OPINION: Music On A Cube

If you know me then you’ll know that I still believe in buying physical copies of music. I think that supporting the artists you like is an important thing to do, and buying music is just one way of doing it. One of the reasons I like buying records so much is that I get off on nice packaging. If a record has great album art and it’s on coloured vinyl, there is a good chance that I’ll think it’s cool.

For the most part, packaging for CDs and records is fairly standard. Once in awhile you’ll find some cool artwork and inserts, but the packaging is basically just some cardboard or some plastic. That brings me to what this post is about, which is essentially a new way to distribute music, via a cube.

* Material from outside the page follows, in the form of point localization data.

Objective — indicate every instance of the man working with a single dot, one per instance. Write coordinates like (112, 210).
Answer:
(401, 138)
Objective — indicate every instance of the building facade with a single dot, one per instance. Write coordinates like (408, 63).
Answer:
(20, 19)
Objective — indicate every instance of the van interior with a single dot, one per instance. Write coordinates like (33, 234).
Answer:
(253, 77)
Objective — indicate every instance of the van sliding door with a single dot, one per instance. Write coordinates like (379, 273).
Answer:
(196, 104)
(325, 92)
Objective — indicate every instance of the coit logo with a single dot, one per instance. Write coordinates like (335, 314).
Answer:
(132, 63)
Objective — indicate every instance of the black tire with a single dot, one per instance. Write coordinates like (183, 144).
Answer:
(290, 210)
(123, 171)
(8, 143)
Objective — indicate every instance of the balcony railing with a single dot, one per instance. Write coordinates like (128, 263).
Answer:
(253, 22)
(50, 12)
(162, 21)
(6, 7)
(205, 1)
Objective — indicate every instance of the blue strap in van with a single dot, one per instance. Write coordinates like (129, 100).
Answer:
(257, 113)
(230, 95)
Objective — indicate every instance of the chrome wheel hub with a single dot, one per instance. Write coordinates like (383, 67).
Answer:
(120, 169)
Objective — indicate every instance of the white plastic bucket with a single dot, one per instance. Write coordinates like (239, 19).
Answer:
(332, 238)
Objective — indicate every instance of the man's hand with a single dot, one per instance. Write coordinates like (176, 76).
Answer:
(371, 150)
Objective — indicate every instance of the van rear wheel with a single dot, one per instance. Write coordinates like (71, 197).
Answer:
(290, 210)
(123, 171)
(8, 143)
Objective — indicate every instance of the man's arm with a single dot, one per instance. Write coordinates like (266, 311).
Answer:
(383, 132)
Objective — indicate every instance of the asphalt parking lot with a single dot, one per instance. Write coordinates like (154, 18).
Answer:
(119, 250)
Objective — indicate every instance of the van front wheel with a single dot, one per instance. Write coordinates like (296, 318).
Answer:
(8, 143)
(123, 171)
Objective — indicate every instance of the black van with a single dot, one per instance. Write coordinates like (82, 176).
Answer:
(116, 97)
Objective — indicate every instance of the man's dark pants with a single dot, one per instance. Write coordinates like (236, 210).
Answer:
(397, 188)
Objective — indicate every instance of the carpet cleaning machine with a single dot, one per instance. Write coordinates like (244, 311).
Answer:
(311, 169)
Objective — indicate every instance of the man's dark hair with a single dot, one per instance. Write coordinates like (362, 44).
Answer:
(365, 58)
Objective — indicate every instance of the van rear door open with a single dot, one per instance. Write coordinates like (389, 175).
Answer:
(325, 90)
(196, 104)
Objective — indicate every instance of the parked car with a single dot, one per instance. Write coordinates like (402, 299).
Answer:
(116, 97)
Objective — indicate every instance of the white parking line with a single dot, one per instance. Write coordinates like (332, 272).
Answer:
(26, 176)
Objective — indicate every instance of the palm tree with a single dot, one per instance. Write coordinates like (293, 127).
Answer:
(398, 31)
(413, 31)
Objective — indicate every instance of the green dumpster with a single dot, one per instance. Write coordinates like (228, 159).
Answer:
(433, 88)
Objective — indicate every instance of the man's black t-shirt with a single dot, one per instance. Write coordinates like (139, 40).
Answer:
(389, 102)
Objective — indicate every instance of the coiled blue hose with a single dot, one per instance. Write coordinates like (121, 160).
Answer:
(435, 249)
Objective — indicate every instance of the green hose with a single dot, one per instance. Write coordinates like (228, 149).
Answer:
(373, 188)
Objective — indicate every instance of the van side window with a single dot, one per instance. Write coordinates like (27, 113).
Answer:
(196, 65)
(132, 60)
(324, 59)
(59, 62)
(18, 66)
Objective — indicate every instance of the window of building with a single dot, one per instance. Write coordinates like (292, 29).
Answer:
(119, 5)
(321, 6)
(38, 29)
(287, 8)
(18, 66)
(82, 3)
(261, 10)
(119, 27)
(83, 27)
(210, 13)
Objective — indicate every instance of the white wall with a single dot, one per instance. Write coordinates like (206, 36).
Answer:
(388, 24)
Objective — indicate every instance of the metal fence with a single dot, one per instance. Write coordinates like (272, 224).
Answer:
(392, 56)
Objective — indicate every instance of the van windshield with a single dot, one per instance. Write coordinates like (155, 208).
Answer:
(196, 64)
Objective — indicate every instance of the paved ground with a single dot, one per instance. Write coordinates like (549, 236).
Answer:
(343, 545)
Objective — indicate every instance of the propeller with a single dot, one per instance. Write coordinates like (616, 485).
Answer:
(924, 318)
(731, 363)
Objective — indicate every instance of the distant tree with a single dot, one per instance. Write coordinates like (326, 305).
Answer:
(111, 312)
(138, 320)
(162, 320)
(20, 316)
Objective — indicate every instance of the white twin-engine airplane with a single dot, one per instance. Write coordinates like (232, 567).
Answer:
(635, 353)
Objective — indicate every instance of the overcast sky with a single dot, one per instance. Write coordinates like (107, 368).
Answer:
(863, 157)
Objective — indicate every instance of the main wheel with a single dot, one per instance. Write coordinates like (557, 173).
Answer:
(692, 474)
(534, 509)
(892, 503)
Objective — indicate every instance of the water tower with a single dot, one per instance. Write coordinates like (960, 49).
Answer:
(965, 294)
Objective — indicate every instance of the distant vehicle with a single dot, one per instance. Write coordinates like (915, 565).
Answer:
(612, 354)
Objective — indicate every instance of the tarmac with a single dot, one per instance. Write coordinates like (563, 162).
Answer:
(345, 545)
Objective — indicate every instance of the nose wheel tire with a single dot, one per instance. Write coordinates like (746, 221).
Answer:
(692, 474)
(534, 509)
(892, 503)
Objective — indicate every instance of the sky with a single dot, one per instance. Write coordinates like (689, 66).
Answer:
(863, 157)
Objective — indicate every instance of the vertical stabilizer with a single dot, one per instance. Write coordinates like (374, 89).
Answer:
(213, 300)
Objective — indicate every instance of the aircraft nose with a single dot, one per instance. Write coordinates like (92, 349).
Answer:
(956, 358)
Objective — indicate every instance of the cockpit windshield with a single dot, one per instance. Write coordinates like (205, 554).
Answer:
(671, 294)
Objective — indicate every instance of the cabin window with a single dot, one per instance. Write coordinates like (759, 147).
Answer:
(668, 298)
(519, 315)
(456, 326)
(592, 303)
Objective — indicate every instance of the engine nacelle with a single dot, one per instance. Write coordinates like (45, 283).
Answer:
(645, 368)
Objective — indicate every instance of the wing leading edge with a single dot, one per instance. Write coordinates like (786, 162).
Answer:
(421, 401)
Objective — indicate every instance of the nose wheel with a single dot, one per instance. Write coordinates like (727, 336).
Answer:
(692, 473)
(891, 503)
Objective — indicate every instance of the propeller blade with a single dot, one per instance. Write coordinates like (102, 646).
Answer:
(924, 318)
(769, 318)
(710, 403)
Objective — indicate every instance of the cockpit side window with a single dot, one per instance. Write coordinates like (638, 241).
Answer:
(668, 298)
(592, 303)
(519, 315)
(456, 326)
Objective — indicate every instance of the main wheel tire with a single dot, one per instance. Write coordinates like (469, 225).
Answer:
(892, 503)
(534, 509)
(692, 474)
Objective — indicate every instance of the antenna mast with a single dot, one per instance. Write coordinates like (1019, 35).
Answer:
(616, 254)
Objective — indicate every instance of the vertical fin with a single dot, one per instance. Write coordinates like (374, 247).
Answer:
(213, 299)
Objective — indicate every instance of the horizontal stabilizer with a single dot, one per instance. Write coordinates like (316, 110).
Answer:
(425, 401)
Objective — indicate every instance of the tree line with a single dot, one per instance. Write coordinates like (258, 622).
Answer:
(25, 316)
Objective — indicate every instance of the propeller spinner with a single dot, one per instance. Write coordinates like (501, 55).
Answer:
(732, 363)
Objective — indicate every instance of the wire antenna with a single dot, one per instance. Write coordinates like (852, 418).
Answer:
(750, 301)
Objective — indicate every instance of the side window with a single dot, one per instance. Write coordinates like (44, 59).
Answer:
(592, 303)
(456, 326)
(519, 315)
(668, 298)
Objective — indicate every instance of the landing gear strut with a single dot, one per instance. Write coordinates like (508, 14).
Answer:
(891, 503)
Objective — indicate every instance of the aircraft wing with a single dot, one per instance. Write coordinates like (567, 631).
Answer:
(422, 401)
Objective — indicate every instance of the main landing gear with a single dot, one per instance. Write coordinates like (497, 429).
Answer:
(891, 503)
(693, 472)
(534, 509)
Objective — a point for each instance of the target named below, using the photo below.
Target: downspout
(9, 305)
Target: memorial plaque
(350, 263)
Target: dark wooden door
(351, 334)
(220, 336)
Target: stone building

Here is some more information about this cube via The Needle Drop:

At first glance, this seems like a pretty cool idea. It’s a specialty device meant just to play a certain album. I actually remember seeing a similar idea last year when Slumberland Records put out a wearable pin that would play The Pains Of Being Pure At Heart’s latest album Belong. The question at hand is whether this type of medium has any staying power, or if it’s just a gimmick meant to make money.

Aside from some of the technical problems with this cube device that I’m sure can be fixed, I think the problem with the cube is that it seems to just be a dumbed down mp3 player. My iPod isn’t shaped like a cube, but it’s still rectangular-shaped and I can fit roughly a billion more songs on it than this cube. It’s for that reason alone that I’m going to be staying away from devices like this cube for at least the considerable future.

I can’t see gimmicks like this replacing CDs or records for the time being. I honestly can’t even see players like the cube becoming a standard part or the music market. The only way I think this might happen is if these players played music at a ridiculously high quality. I think that is the only way these devices would be worth purchasing since their purpose (playing one album) is so specific.

The other problem I see with the cube is its price. $40 is far too expensive for a device that has a function this limited, especially if these cubes are being mass-produced. I can see charging that much money if the cube was a limited release, because then it would function like a collector's item just as much as it would function as a music player.

To conclude, if devices like the cube are limited edition and play music at a better quality than any other type of digital media then there might be a market for them. Otherwise, this just seems like a one-off gimmick to make a bit of money.